A falsificação de medicamentos oncológicos tem mobilizado autoridades sanitárias, fabricantes e profissionais de saúde em todo o país, especialmente após a identificação de lotes irregulares usados no tratamento de câncer, o que acende alerta para riscos que vão além da ineficácia terapêutica e reforça a importância de sistemas robustos de vigilância, rastreabilidade e orientação aos pacientes.
Como foram os casos recentes envolvendo Keytruda e Avastin?
A Anvisa determinou, em 21/10, a apreensão de dois lotes falsificados do medicamento para câncer Keytruda – 100 mg/4 ml Sol. Dil. Infus. CT FA VD Trans x 4 ml. Os lotes SO48607 e Y019148, não reconhecidos como originais pelo fabricante, foram comercializados pela empresa LAF MED Distribuidora de Medicamentos e Materiais Hospitalares Ltda., que teve sua licença cassada após uma operação conjunta realizada no Ceará para combater a falsificação de medicamentos.
Além da apreensão, a medida da Anvisa determinou a proibição de armazenar, comercializar, distribuir, exportar, importar, divulgar, transportar e usar esses produtos, impedindo que continuem circulando na rede de assistência. (Clique aqui para saber mais sobre a operação.)
Outro caso relevante foi a apreensão do lote H0386H05 do medicamento Avastin, indicado para o tratamento de câncer colorretal metastático, câncer de pulmão, câncer de mama, entre outros. A medida atinge apenas esse lote específico e proíbe a sua comercialização, distribuição e uso. A ação fiscal foi motivada por uma comunicação da Produtos Roche Químicos e Farmacêuticos S.A., detentora do registro do Avastin, que identificou no mercado itens do lote falsificado com características divergentes do produto original.
Quais são os principais riscos e impactos de um medicamento falsificado?
Os riscos associados a um medicamento falsificado em oncologia são elevados, pois não há garantia sobre composição, origem ou qualidade. O conteúdo pode variar de substâncias inertes até componentes tóxicos, sem o efeito esperado contra o tumor e com possibilidade de reações adversas graves ou interações indesejadas com outros remédios.
Em tratamentos oncológicos, em que dose, via de administração e intervalo entre aplicações são critérios essenciais, qualquer alteração não controlada representa risco direto ao paciente, podendo levar à progressão da doença, perda de resposta terapêutica e necessidade de mudança de protocolo, além de abalar a confiança nos serviços de saúde.
- Ausência de eficácia: a doença pode avançar sem controle adequado.
- Reações inesperadas: substâncias desconhecidas podem causar efeitos tóxicos.
- Interferência no tratamento: esquemas terapêuticos planejados podem ser prejudicados.
- Impacto regulatório e econômico: aumenta a necessidade de recolhimentos, fiscalizações e pode elevar custos assistenciais.
Como identificar e o que fazer diante da suspeita de falsificação?

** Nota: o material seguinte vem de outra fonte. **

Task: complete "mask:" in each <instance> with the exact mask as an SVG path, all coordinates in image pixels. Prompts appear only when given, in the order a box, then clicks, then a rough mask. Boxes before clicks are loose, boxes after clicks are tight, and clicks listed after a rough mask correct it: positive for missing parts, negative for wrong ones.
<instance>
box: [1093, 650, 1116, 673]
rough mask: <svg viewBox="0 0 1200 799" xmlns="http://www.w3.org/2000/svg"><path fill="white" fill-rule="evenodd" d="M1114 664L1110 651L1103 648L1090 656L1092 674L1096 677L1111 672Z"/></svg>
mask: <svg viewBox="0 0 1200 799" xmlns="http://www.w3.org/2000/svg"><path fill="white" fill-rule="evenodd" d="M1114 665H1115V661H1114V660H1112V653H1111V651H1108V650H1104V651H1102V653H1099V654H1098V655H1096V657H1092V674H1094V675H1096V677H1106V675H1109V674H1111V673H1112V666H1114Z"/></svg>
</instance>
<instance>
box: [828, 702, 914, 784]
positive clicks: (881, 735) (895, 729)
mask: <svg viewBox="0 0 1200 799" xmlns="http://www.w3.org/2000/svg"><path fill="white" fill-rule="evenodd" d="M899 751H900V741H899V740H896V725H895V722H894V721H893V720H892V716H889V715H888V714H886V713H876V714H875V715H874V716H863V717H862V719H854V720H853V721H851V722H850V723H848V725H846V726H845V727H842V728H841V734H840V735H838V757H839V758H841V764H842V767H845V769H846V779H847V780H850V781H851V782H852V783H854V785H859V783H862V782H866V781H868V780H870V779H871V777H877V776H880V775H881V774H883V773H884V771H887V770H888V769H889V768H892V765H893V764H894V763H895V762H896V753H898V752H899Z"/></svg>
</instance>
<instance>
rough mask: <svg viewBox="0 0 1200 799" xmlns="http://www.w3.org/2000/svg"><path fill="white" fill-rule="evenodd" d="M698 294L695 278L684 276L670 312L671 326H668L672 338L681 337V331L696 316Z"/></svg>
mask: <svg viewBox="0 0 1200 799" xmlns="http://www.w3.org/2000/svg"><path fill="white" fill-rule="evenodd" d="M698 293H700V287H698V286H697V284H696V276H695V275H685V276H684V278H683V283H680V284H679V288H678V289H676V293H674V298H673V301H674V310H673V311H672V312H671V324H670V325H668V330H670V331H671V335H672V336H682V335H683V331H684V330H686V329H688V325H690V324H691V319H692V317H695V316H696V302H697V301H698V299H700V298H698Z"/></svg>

Diante da possibilidade de um medicamento oncológico falsificado, alguns cuidados básicos ajudam a reduzir riscos em hospitais, clínicas e farmácias. É recomendada a checagem rotineira de lote, validade, número de registro na Anvisa, integridade das embalagens e comparação com dados e imagens oficiais fornecidos pelo fabricante.
Quando surge dúvida sobre a autenticidade de um frasco ou lote, a orientação é interromper o uso, isolar o produto e buscar confirmação com o fabricante ou com a Anvisa. Em casos de irregularidade, o registro formal da suspeita permite que a vigilância sanitária adote ações fiscais, medidas de recolhimento e, se necessário, alerte outros serviços de saúde e pacientes.
Confira em seguida dicas de o que fazer em casos de suspeita de falsificação:
Como verificar a autenticidade de um medicamento
Passos práticos para identificar irregularidades e agir corretamente antes do uso.
Dados obrigatórios
Conferência visual
Canal oficial
Alertas sanitários
Denúncia
Qual é o papel da Anvisa e da cadeia de distribuição na proteção dos pacientes?
A atuação da Anvisa em casos de medicamento falsificado para câncer envolve operações com órgãos de segurança, publicação de resoluções para apreensão e suspensão de lotes e, quando necessário, sanções a distribuidoras irregulares. A agência também monitora notificações de fabricantes e serviços de saúde para identificar padrões de falsificação e aperfeiçoar o rastreamento.
Fabricantes, distribuidores e serviços de saúde formam uma cadeia que precisa operar de forma integrada, com compras apenas de fornecedores regulares, exigência de documentação atualizada e registro de qualquer inconsistência observada. A divulgação de alertas oficiais sobre medicamentos falsificados permite que profissionais e pacientes acompanhem lotes sob restrição, contribuindo para a segurança terapêutica em tratamentos de câncer.